Now I will explain how the teacher and the students develop the situation by up-taking the others’ utterances or using their own experiences. In the data below, the teacher says only once(“아, 이렇게 하자. 좋아. 중간에 아니 얘가 왜 대답이 없어? 이런 말을 집어 넣어보자. 자연스럽게 연결되게.”), and this is just a simple direction for what the students are going to perform rather than a deliberate line which develops the situation. When the dialogue starts, the teacher gets out of the situation and disappears. Now, there are only two characters exist(홍빈 and 홍빈 엄마). Interestingly 명현 keeps taking 홍빈’s role persistently, on the other hand, many of the boys take part in 홍빈 엄마’s role together, cooperatively. First 성대 Starts repeating the lines in the textbook.
성대: 홍빈아! 홍빈아. 홍빈아!!
명현: 네
성대: 너 또 게임 하니?
태근: 오냐.
명현: 아니요
S1 is taking the mom’s role and answers the question by up-taking 명현’s answer(“아니요”)and adding his own thinking(“아니긴 뭐가 아니야, 게임하고 있는데”). 명현 is up-taking the form of S1’s answer(~하고 있는데) and uses it in his answer(“사회숙제 하고 있는데”)
S1: 아니긴 뭐가 아냐! 게임하고 있는데
명현: 사회숙제하고 있는데
Usually “있는데” is not a correct ending form of a sentence grammatically. The correct form is “있어요.” Instead of “있어요.” 명현 uses the word “있는데!” which contains the grammatical ending form and the complain about his mom’s misunderstanding as well. The other students, who still keep the mother’s role, catch the son’s complain and add some anger by using vulgar words.(“이 새끼가”, “이놈이”) Can we say that the students develop the situation?

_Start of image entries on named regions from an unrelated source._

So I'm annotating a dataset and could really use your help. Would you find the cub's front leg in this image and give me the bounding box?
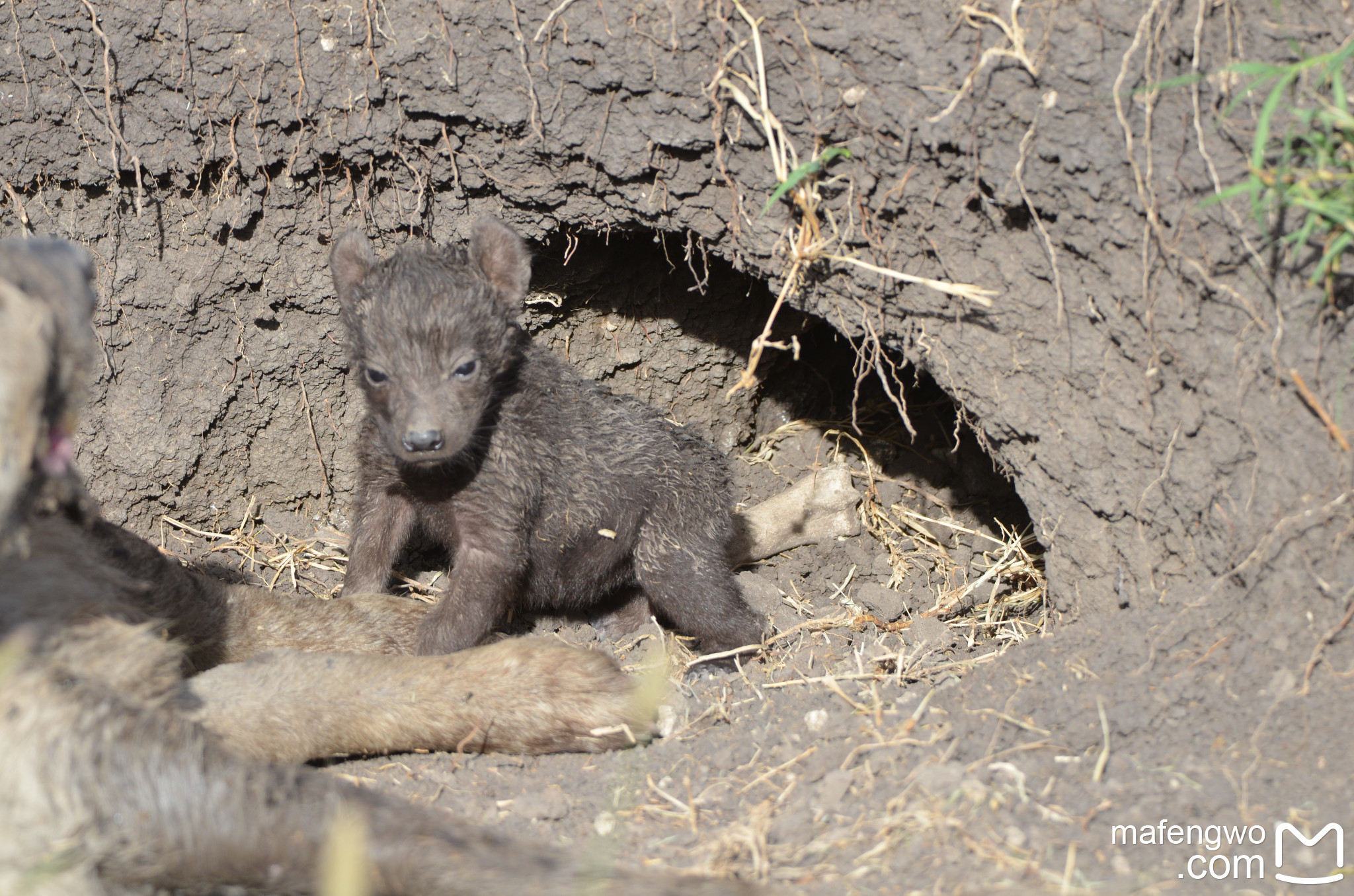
[415,527,527,656]
[342,486,418,594]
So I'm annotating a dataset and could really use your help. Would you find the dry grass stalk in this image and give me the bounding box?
[707,0,996,400]
[160,500,352,599]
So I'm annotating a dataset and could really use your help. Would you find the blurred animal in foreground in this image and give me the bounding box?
[0,240,764,896]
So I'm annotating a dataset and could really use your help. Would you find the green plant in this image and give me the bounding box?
[757,146,850,218]
[1204,39,1354,301]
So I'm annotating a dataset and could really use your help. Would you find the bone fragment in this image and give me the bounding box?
[730,465,859,566]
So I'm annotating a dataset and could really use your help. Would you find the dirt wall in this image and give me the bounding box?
[8,0,1354,892]
[0,0,1350,628]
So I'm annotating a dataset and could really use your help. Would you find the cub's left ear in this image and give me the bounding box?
[469,218,531,311]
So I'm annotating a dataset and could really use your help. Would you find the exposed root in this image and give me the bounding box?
[1014,91,1071,331]
[926,0,1039,123]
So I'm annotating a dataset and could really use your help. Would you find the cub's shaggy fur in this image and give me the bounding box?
[331,218,762,653]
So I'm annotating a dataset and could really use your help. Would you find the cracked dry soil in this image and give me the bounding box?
[0,0,1354,893]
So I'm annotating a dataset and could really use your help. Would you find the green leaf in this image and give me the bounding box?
[1310,230,1354,283]
[757,146,850,218]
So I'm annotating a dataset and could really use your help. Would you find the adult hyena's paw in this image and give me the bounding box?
[455,638,654,754]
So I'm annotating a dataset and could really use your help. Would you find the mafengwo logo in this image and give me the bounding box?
[1110,819,1345,885]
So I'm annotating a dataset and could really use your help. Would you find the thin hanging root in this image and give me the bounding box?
[708,0,1002,403]
[79,0,145,218]
[926,0,1039,123]
[725,261,799,402]
[823,254,996,309]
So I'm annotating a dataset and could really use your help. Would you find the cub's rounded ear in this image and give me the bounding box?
[329,230,376,305]
[470,217,531,311]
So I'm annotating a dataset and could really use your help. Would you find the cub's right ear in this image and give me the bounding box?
[329,230,376,305]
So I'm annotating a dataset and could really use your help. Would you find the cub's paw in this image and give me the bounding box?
[455,638,657,754]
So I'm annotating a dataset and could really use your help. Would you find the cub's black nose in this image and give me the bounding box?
[403,429,443,451]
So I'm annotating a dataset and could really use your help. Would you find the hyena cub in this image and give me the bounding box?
[331,218,762,653]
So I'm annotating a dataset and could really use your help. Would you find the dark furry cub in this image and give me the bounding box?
[331,218,762,653]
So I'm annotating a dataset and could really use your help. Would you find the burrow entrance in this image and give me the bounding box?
[159,231,1048,652]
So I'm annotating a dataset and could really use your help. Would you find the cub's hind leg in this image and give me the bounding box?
[635,513,766,653]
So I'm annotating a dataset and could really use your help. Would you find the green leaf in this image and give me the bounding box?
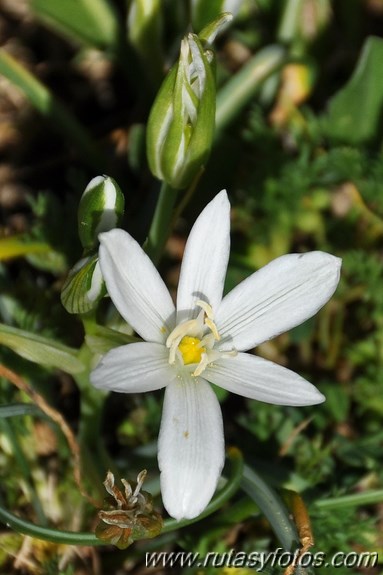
[323,36,383,144]
[85,325,141,355]
[31,0,118,48]
[0,403,44,419]
[242,465,299,551]
[0,324,84,374]
[0,49,105,170]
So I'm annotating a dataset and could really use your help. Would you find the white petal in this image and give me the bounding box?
[99,229,175,343]
[204,353,325,406]
[158,375,224,520]
[177,190,230,323]
[90,341,176,393]
[215,252,341,351]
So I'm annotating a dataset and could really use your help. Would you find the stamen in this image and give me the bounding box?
[195,299,214,319]
[205,317,221,341]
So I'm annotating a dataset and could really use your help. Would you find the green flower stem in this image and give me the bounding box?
[74,346,113,490]
[215,46,287,137]
[0,448,243,546]
[315,489,383,509]
[145,182,178,264]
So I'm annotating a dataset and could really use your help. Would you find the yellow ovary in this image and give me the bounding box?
[178,335,206,365]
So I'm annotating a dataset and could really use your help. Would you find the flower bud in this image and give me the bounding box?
[147,33,215,189]
[78,176,124,251]
[61,253,106,313]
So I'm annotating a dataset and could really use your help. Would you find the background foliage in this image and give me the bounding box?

Yes, but not in the direction of the lesson goal, which is writing letters!
태근: 아니, 이 새끼가 뭐가 아니야?
S3: 이놈이!!
명현: 진짜 확인해보세요
태근: 아, 확인하기 싫어
S8: (컴퓨터) 껐어.
Ss: 하하하
From students' point of view, the situation is developed in an interesting way but for the teacher’s point of view, this seems to be a wrong direction. We want to teach students speaking politely. We don’t want them to learn bad words or swear words.
We can see that Yeongmi has a VERY good paper here. There are only TWO things lacking:
An introduction, in which she lays out the common problem that unites these two discussions (what is it?)
A conclusion, in which she generalizes from one discussion to the other, and provides a place for Yeongmi to GENERALIZE about the solutions she is suggesting.
One third thing would make this a good thesis topic: some EXPLICIT comparison with English education.
There are a number of good places to do this!